Beyond cannoli: At home, real Italians eat light desserts A soft touch: ices, fruits and biscotti

August 04, 1993|By Karol V. Menzie | Karol V. Menzie,Staff Writer

When Michele Scicolone decided to write a cookbook of Italian sweets, she didn't want her recipes just to produce Italian desserts -- she wanted them to result in Italian home-style desserts.

"You know, when people think of Italian desserts, they think of cannoli, some of those pastry concoctions. . . . But that's not what Italians eat at home," Ms. Scicolone says. The elaborate things, the cassatas (ice cream cake) and the sfogliatelles (cakes made of pastry, spiced cheese and fruit), come from the pasticceria, or bake shop, and are usually reserved for special occasions.

Instead, an Italian family is more likely to indulge in simple cakes, crostate (dessert tarts), or fruit, or ices with biscotti. Such easy-to-make and less heavy preparations are exactly the thing for Americans who like their sweets but are trying to cut back on fat and calories, Ms. Scicolone decided.

"But there was no collection of recipes for the kind of things I really liked," she says. "So I decided that was my job."

The result is "La Dolce Vita" (William Morrow and Co., $23), with recipes for Italian cookies, tarts, fruit dishes, frozen mousses, ice creams and sorbets -- all the simple pleasures Ms. Scicolone grew up with and found again on her trips to Italy.

"The book is based on my travels," she says, "the things I discovered, the regional specialties. We think we know Italian food, but we think of it as white sauce or red sauce -- that's very static." What she calls "real" Italian food is lighter and more imaginative than that.

Ms. Scicolone is at home in Italy not just because of her heritage, but because her husband is in the wine business, and they visit two or three times a year. "It's great fun," she says.

Ms. Scicolone has been cooking all her life, she thinks. "Even when I was a child, I would help with meals -- I would make the coffee. Italians are very food-oriented," she says. Both of her parents were good cooks. "Especially for holidays," she says, "everyone was involved in meal preparation."

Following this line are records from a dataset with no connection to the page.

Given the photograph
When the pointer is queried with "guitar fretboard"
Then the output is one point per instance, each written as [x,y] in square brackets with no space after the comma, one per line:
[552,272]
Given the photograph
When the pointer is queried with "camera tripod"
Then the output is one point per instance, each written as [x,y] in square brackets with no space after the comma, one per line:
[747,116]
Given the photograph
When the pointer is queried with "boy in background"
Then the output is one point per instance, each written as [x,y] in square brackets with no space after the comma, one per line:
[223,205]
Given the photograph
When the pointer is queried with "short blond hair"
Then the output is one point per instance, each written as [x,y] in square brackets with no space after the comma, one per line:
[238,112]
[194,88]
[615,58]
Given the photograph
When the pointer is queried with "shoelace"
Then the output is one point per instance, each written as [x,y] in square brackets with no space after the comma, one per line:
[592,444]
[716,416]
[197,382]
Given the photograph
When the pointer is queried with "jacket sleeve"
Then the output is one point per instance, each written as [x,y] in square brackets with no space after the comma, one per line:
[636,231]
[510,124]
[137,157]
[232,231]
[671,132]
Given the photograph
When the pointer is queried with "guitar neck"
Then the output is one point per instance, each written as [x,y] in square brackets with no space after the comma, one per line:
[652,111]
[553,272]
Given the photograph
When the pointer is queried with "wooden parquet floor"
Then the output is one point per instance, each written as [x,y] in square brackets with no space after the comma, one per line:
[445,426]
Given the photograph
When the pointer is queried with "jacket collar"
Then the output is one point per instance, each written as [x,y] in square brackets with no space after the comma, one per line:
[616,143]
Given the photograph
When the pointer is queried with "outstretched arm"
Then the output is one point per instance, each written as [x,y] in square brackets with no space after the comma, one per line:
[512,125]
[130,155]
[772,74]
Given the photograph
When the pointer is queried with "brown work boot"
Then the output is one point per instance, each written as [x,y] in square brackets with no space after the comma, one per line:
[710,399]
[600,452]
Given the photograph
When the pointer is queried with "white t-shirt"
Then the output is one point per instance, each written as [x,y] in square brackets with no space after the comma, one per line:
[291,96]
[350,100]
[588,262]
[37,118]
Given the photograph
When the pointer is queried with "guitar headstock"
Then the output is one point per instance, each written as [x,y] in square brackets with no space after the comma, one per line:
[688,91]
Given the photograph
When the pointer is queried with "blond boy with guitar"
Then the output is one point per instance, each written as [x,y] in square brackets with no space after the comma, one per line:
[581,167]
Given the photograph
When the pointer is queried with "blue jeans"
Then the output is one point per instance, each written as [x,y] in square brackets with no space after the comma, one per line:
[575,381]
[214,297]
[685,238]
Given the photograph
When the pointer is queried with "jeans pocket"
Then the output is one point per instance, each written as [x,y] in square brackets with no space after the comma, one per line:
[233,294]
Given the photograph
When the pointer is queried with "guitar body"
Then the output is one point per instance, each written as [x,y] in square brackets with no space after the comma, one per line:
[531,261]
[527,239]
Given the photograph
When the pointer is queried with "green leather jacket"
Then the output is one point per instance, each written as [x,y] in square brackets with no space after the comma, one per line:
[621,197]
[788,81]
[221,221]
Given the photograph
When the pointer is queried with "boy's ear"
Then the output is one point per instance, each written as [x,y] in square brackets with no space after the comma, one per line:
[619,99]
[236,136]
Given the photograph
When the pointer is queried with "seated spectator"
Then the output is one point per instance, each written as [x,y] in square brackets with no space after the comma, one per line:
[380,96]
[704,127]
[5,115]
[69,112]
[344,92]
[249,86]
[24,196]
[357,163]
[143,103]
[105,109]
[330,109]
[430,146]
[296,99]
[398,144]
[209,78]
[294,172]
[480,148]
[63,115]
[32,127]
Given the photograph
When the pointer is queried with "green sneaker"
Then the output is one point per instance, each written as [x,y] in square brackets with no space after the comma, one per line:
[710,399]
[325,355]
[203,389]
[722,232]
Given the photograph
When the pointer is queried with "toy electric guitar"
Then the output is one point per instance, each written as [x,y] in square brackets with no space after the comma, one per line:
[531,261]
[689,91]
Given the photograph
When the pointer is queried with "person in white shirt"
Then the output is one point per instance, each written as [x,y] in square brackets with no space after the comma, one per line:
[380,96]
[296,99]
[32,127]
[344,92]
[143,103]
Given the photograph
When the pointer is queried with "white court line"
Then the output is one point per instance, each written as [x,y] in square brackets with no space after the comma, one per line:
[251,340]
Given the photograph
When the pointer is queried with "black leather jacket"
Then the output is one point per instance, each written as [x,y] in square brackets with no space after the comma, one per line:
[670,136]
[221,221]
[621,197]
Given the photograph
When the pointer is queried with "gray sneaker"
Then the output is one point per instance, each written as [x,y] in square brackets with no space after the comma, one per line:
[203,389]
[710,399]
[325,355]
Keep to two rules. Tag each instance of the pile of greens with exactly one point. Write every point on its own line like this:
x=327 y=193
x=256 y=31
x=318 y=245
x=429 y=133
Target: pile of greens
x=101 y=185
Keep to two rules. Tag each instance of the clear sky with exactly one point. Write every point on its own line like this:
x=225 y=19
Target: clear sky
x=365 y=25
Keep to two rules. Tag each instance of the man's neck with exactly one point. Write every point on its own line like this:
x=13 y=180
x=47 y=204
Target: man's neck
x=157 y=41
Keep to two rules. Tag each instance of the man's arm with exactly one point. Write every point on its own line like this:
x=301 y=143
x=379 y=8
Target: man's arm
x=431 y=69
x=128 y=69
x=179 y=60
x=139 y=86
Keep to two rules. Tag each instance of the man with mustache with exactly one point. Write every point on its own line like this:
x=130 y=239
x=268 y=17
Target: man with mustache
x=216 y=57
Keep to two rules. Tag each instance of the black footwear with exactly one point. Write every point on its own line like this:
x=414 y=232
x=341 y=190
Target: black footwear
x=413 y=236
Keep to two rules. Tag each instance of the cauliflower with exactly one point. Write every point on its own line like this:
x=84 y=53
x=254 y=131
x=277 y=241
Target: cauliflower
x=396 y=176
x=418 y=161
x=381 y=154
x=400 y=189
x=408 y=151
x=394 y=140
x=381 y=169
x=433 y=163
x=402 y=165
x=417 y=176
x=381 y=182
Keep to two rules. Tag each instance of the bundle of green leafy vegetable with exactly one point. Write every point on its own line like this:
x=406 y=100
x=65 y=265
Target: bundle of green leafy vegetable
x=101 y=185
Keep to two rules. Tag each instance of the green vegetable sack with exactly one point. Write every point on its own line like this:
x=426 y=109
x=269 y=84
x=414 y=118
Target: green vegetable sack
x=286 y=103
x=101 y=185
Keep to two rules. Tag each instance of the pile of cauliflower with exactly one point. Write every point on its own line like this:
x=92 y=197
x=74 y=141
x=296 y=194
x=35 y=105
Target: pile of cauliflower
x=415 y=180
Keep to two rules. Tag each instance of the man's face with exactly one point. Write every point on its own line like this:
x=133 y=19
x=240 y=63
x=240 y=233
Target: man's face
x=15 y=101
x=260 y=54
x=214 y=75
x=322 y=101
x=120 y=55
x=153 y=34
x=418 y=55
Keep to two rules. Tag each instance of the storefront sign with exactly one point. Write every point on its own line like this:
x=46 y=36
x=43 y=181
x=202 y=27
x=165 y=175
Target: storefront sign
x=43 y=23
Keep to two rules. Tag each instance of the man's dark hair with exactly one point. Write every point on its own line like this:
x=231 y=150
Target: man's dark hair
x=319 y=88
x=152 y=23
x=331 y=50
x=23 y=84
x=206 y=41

She's somewhat mystified by people who say, as many do these days, that they "don't have time" to cook. "If they don't have time to cook," she says, "it means they don't have time to eat well." Frozen dinners and other convenience foods are full of artificial flavors and preservatives, and shy on robust flavor, she says. "Cooking is very enjoyable. . . . If we don't have time to do that, what are we doing? Maybe it's time to re-evaluate."

She also has no patience for the contention "no one eats dessert anymore."

"I don't think it's a good idea to forbid ourselves things," she says. And some desserts, such as the ices, "are perfectly healthy," she says. "Just eat a balanced diet. That's the way Italians eat."


Originally, Ms. Scicolone says, biscotti, which means twice-baked, was used for a kind of biscuit sailors took to sea because it would keep well. But later the term was applied to all sorts of cookies.

This recipe is for her favorite biscotti. Researching this recipe, she says, is what inspired her to write a cookbook of simpler Italian desserts.

Almond and hazelnut biscotti

Makes 8 dozen

1 1/2 cups toasted almonds

1/2 cup hazelnuts, toasted and skinned (see note)

4 cups all-purpose flour

2 teaspoons baking powder

1 teaspoon ground cinnamon

5 large eggs, at room temperature

8 tablespoons (1 stick) unsalted butter, melted and cooled

2 cups sugar

1 1/2 teaspoons grated lemon zest

Heat oven to 350 degrees. Butter two large baking sheets.

In a food processor or blender, finely grind 1/2 cup of the almonds. Coarsely chop the remaining 1 cup almonds and the hazelnuts.

Combine the flour, baking powder and cinnamon. Stir in the ground and chopped nuts.

In a large bowl, whisk the eggs until frothy. Stir in the melted butter, sugar, and lemon zest until just combined. With a wooden spoon, stir in the dry ingredients until blended. The dough will be sticky.

Drop the dough by large spoonfuls onto the baking sheets to form four 12-inch strips, spaced about 4 inches apart. Smooth the tops and sides of each strip with a rubber spatula. Bake for 25 minutes, or until the strips are firm when pressed in the center. Remove from the oven but do not turn it off. Let the strips cool for 10 minutes.

Slide the strips onto a cutting board and, with a heavy knife, cut them diagonally into 1/2 -inch slices. Place the slices upright on the baking sheets. Bake for 20 minutes, until crisp. Transfer to wire racks to cool.